2024-07-17T17:55:10.415-0700 [INFO] provider: plugin process exited: plugin=.terraform/providers/registry.terraform.io/ansible/ansible/1.3.0/linux_amd64/terraform-provider-ansible_v1.3.0 id=899186( I've slightly modified the message )
I think the gist is (on v1.3.0), that given something where we're leveraging a ternary based local variable in:
locals {
playbook-to-use = var.PRE_AIRGAP == true ? "ansible/pre-airgap.yaml" : "ansible/airgap.yaml"
}
resource "ansible_playbook" "vm-ansible-playbook" {
playbook = local.playbook-to-use
# Inventory configuration
name = "${var.VM_NAME} ansible_password=${var.VM_PASSWORD} ansible_host=${var.IP_ADDRESS} ansible_sudo_pass=${var.VM_PASSWORD} ansible_ssh_user=ubuntu ansible_ssh_common_args='-o ControlMaster=auto -o ControlPersist=60s -o UserKnownHostsFile=/dev/null' ansible_ssh_extra_args='-o StrictHostKeyChecking=no'"
check_mode = false
diff_mode = false
ignore_playbook_failure = false
replayable = true
verbosity = 6
}
And then calling the Terraform to build out the resource like:
TF_LOG=TRACE terraform apply -var='PRE_AIRGAP=true' -auto-approveThen after the Anisble playbook for in this use case "pre-airgap" is applied, so all network dependant items/configuration is set up with Terraform Ansible.
After all that is set-up, the VM IP Address will have changed -> but it could still be interpolated with like var.VM_PASSWORD -> but then we just call:
TF_LOG=TRACE terraform apply -var='PRE_AIRGAP=false' -auto-approveWhich then is changing the underlying "playbook" property in the ansible_playbook resource, since it's pointing to now our "airgap" Ansible we want to run.

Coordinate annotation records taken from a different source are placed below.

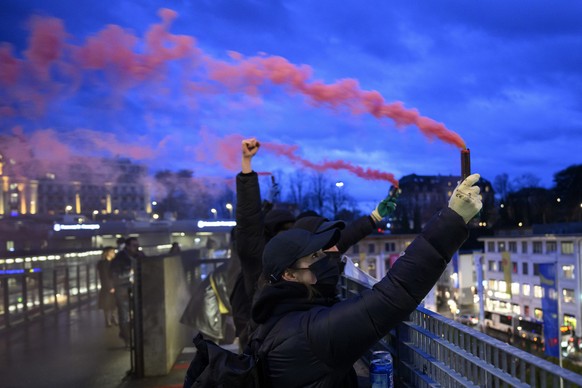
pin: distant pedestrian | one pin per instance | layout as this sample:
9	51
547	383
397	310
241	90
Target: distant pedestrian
175	249
122	269
106	301
316	338
120	243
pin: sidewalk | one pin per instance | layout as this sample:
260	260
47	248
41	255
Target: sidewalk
74	349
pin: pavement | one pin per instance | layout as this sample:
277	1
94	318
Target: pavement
73	348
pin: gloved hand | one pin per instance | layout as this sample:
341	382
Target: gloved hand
386	207
466	200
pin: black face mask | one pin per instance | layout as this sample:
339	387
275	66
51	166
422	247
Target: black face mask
339	259
326	271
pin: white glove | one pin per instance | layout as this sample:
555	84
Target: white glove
466	200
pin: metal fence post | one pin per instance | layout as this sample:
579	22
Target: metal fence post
25	296
137	322
67	286
88	279
41	291
6	301
55	288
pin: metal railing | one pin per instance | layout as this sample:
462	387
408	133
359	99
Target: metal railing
195	271
430	350
30	293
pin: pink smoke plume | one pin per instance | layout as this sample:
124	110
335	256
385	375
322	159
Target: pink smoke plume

When we run that, what I notice, is that the first "iteration" fails. And it throws the "inconsistent plan" output.
But then re-running it again:
TF_LOG=TRACE terraform apply -var='PRE_AIRGAP=false' -auto-approveIt does succeed... it just like "fails" on the first time we change the underlying resource's playbook.
So currently, I'm working to implement a solution where we'll just go ahead and have like a count, catching the failure the first time, then retrying, and if it fails a second time, that's an issue, but it "should" :tm: :laughing: -- succeed.
Maybe this is an anti-pattern in Terraform, with the Ansible resource, but I just couldn't think of another way to really accomplish what it is that we were trying to do with the overall series of ~10 integrations that needed to be pre-airgapped, then airgapped.
Again this is a phenomenal tool and thank you a ton for your help on the project! The v1.3.0 release was awesome to see too :+1: :smile: !
Hi all, this project is awesome! Thank you so much for the v1.2.0 release recently! I have been running into a bit of an issue on the v1.1.0 release and haven't updated it, but believe it still may persist.
Description When provisioning an ansible_playbook TF resource, with some replayability and the underlying extra_vars change, the ansible_playbook fails to re-run.
Reproduce
Have some extra_vars defined. Provision, w/ replayability set to true. Change those extra_vars. Re-provision, w/ replayability set to true.
Workaround
I've found that, "re-running" it after it fails, fixes it. But it always seems to fail first.